Llama: add base64 llama blog

2024-03-28 19:52:25 -06:00 · 2024-03-28 19:52:25 -06:00 · a50bd21781
commit a50bd21781
parent 67b25a1814
1 changed files with 119 additions and 0 deletions
--- a/src/content/llama/the-secret-learnings-of-llamas.md
+++ b/src/content/llama/the-secret-learnings-of-llamas.md
@ -0,0 +1,119 @@
 ---
 title: 'The Secret Learnings of Llamas'
 description: 'The useless things our llamas are learning'
 updateDate: 'Mar 28 2024'
 heroText: 'Base64 LLama'
 ---
 # The Secret Learnings of Llamas
 Tool use by llamas is an active area of research. Recent implementations like
 Devin promise great productivity increases through tool use. I was investigating
 tool use by some modern llamas, when I made an unfortunate discovery.

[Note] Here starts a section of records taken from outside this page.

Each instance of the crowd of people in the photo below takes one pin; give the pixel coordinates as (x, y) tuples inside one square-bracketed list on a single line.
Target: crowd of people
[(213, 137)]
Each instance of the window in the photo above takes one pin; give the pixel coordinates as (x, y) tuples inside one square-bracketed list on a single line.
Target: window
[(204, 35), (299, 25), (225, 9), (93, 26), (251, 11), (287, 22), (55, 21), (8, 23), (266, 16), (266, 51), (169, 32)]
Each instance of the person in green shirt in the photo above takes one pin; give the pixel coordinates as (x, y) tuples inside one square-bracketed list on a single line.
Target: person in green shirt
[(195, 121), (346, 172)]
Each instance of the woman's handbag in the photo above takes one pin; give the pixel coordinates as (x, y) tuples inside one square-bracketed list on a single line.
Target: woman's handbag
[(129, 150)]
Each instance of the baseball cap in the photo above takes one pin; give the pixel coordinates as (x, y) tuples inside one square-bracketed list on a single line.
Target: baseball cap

 It appears most large llamas have learned a new language, in addition to the
 ones that were intended: base64.
 ### Base64 Background
 Base64 is a simple encoding scheme. This is different from encryption and
 hashing, as those provide security, while base64 just transforms data into a
 portable form.
 Each byte is 8 bits. This means there are 2^8 (256) possible bytes, since each
 bit contributes 2 states. Base64 encodes such that each bytes only stores 2^6
 (64) possible states, but this makes the vocabulary much smaller. With just 64
 letters and numbers, it can hold 64 states per character.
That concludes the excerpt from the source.